The randomized, open-label, multicenter CASSIOPEIA study was conducted by the French Intergroupe Francophone du Myelome (IFM) in collaboration with the Dutch-Belgian Cooperative Trial Group for Hematology Oncology (HOVON) and Janssen Research & Development, LLC. The trial included 1,085 newly diagnosed subjects with previously untreated symptomatic multiple myeloma who were eligible for high dose chemotherapy and ASCT. In the first part of the study, patients were randomized to receive induction and consolidation treatment with daratumumab combined with bortezomib, thalidomide and dexamethasone (VTd) or VTd alone.

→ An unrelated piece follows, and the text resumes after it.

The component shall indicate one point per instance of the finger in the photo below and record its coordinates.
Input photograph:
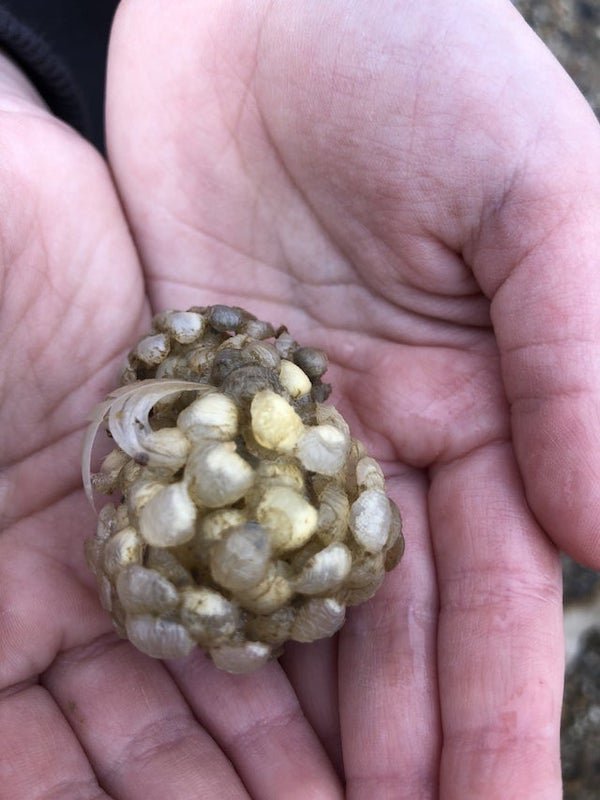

The primary endpoint was the number of patients that achieved a stringent complete response (sCR). In the second part of the study, patients that achieved a response underwent a second randomization to either receive maintenance treatment of daratumumab 16 mg/kg every 8 weeks for up to 2 years versus no further treatment (observation). The primary endpoint of this part of the study is progression free survival.
Based on the results at the pre-planned interim analysis conducted by an Independent Data Monitoring Committee (IDMC), it was recommended to unblind the study results. Janssen Biotech, Inc., which licensed daratumumab from Genmab in 2012, plans to discuss the potential for a regulatory submission for this indication with health authorities, and plans to submit the data to an upcoming medical conference and for publication in a peer-reviewed journal.
Daratumumab is a human IgG1k monoclonal antibody (mAb) that binds with high affinity to the CD38 molecule, which is highly expressed on the surface of multiple myeloma cells. Daratumumab triggers a person’s own immune system to attack the cancer cells, resulting in rapid tumor cell death through multiple immune-mediated mechanisms of action and through immunomodulatory effects, in addition to direct tumor cell death, via apoptosis (programmed cell death).
Daratumumab is being developed by Janssen Biotech, Inc. under an exclusive worldwide license to develop, manufacture and commercialize daratumumab from Genmab.
About Multiple Myeloma
Multiple myeloma is an incurable blood cancer that starts in the bone marrow and is characterized by an excess proliferation of plasma cells. Multiple myeloma is the third most common blood cancer in the U.S., after leukemia and lymphoma. Approximately 26,000 new patients were expected to be diagnosed with multiple myeloma and approximately 13,650 people were expected to die from the disease in the U.S. in 2018. Globally, it was estimated that 160,000 people were diagnosed and 106,000 died from the disease in 2018. While some patients with multiple myeloma have no symptoms at all, most patients are diagnosed due to symptoms which can include bone problems, low blood counts, calcium elevation, kidney problems or infections.